The Seventh Circuit’s recent decision in Richards v. Eli Lilly & Co., 2025 U.S. App. LEXIS 19667 (7th Cir. 2025) significantly changes how federal courts within the circuit will handle collective actions under the Fair Labor Standards Act (FLSA) and the Age Discrimination in Employment Act (ADEA).
Previously, employees only needed to make a “modest showing” to confirm that other employees were similarly situated to move forward with a collective action. This made it relatively easy for large groups of employees to send notices of collective actions and join lawsuits.
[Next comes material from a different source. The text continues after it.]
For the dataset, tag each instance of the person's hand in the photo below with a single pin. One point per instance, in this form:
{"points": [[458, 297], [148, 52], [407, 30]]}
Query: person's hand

Now, under the Richards decision, courts will require a stronger showing: employees must present enough evidence to create a real, material dispute about whether the group is truly similarly situated or subjected to the same unlawful policy.
This shift gives employers a greater opportunity to challenge collective actions early and potentially reduce the size and scope of costly litigation.
Key Change: Employers’ Role in Shaping the Notice Group
A key change is the Seventh Circuit’s explicit recognition of the discovery process. Employers can now present rebuttal evidence, such as differences in job duties, pay structures, or workplace practices, to challenge whether collective treatment is appropriate.
This means employers who are well-prepared with clear documentation and strong records can limit the size and scope of the notice group, potentially reducing litigation costs and the pressure to settle to limit exposure.
Case Background
The Richards case involved a longtime employee who claimed she was denied a promotion in favor of a younger colleague. She alleged age discrimination under the ADEA and sought to send notice of a collective action to all similarly situated employees.
Instead of accepting her “modest showing,” the court required her to present real evidence that her situation was in fact part of a broader pattern. This middle-ground approach balances employees’ ability to pursue claims with employers’ right to contest overbroad or inappropriate notice groups.
Previously, some courts, including those in the First and Third Circuits, have allowed notice to be sent with only a “modest showing” that employees were similarly situated. Others, like the Fifth Circuit, have required a much higher “preponderance of the evidence” standard.
The Seventh Circuit has now adopted a middle ground on the issue: employees must present enough evidence to raise a genuine issue of material fact about similarity, but employers can actively participate by submitting evidence to rebut or narrow the proposed group.
This approach ensures that notice is only sent when there is a real question about whether employees are similarly situated, while also giving employers a meaningful opportunity to contest overbroad or inappropriate notice groups at an early stage.
What This Means for Employers
The Seventh Circuit’s approach creates a higher bar for employees but also presents a greater opportunity for employers to actively shape litigation. Employers now have a meaningful chance to counter collective actions at the earliest stage.
Collective Action Best Practices for Employers
1. Audit Job Classifications and Duties Regularly
Regularly review job titles, descriptions, and actual duties. Make sure employees with the same title are truly performing similar work, and clearly document any differences. These records can be critical if a collective action is threatened.
2. Centralize and Maintain Detailed Records
Establish a system for storing and updating employee-related documentation. Keep records current and highlight any differences among employees. Well-documented distinctions can help rebut claims that a large group is similarly situated.
3. Prepare for Early Involvement in Litigation
Work with your legal team to develop a plan for responding to collective action threats. Be ready to gather and provide evidence that shows differences among employees or demonstrates compliance with the law.
Bottom Line
The Seventh Circuit has made it more challenging for employees to pursue collective actions without solid evidence. For employers, this is an opportunity, but only if you are prepared.
Regular audits, strong recordkeeping, and early engagement with your legal team can significantly limit exposure and control litigation costs.